Section 2. The Board shall be responsible for advising on and auditing the implementation of project budgets adopted by ALVA, Inc. The fiscal year for the corporation shall run from June 1 through May 31.

Section 3. The Board may authorize any officer or officers, agent or agents, to enter into any contract or execute and deliver any instrument in the name or behalf of the corporation, in accordance with the direction of the corporation, and such authority may be general or confined to specific instances.

Section 4. All checks, drafts, or other orders for payment of money, notes, or other evidence of indebtedness issued in the name of ALVA, Inc. shall be signed by such officers and/or agents of the corporation and in such manner as shall be established by the Board of Directors.

Section 5. ALVA, Inc., through the Board of Directors, will seek funding for ongoing operations.

Section 7. ALVA, Inc. shall make no loans to any member.


Section 1. Alva, Inc. shall keep current and complete books and records of account, and shall keep minutes of the proceedings of its members, officers, and committees having any of the authority of the corporation.

Section 2. Alva, Inc. shall keep a register of the names and addressees of its members.

Section 3. All books and records of Alva, Inc. may be inspected by any member or his/her agent or attorney for any proper purpose during business hours at the business office.


All programs and activities of Alva, Inc. are offered on a nondiscriminatory basis, without regard to race, color, national origin, religion, age, gender, marital status, handicap, or disability.

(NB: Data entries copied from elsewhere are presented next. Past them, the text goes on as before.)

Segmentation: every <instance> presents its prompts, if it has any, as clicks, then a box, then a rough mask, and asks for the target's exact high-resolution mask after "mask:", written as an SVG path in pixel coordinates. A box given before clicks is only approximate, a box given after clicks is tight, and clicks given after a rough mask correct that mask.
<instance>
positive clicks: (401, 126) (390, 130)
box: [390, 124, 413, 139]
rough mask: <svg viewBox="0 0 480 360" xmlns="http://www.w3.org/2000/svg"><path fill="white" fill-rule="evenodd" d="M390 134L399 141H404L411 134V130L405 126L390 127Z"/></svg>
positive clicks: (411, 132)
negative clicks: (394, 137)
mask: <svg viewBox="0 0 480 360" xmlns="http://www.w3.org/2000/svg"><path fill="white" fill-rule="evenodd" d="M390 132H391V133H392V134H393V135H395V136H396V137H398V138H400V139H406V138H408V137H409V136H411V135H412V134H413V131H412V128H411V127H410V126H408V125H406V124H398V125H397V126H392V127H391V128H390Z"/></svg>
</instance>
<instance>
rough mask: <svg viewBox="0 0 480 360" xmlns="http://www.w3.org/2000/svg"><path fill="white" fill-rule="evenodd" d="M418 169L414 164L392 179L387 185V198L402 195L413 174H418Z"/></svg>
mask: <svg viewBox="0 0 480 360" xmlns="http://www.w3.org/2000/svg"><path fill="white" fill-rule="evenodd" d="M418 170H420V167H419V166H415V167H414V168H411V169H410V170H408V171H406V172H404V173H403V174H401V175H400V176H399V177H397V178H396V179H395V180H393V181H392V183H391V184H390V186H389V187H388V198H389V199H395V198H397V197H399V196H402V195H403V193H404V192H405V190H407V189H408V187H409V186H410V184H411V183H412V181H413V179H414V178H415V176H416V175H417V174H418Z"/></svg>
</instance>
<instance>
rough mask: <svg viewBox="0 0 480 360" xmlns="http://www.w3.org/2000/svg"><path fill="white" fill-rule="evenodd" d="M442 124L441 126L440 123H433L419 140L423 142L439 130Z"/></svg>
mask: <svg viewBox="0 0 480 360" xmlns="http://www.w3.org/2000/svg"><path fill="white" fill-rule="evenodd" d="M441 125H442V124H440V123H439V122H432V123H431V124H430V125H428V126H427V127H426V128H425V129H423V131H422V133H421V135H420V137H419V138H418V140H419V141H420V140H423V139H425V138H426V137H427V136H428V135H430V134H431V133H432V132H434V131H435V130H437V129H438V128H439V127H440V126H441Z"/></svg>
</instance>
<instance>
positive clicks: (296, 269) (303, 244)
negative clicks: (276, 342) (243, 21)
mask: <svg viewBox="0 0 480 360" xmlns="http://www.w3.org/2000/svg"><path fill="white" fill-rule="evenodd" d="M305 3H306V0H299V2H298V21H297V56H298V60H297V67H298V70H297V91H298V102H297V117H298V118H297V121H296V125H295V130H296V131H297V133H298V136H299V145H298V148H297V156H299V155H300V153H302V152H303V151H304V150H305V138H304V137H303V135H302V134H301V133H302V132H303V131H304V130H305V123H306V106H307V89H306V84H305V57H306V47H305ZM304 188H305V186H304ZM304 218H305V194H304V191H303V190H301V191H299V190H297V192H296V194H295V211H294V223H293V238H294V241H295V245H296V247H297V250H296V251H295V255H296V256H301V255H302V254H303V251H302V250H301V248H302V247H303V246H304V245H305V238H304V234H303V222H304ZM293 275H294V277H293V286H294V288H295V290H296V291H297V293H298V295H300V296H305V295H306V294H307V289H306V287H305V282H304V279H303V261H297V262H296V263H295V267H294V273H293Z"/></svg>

These bylaws are effective upon adoption by the Board of Directors of Alva, Inc. Bylaws may be amended by the membership of the corporation through a two-thirds majority vote of voting members present at a meeting of the general membership. In order to conduct a vote to amend the Bylaws, notice must be sent to all members of the corporation stating the proposed change(s) and the reason(s) for the proposed change at least ten days prior to the meeting at which action is planned.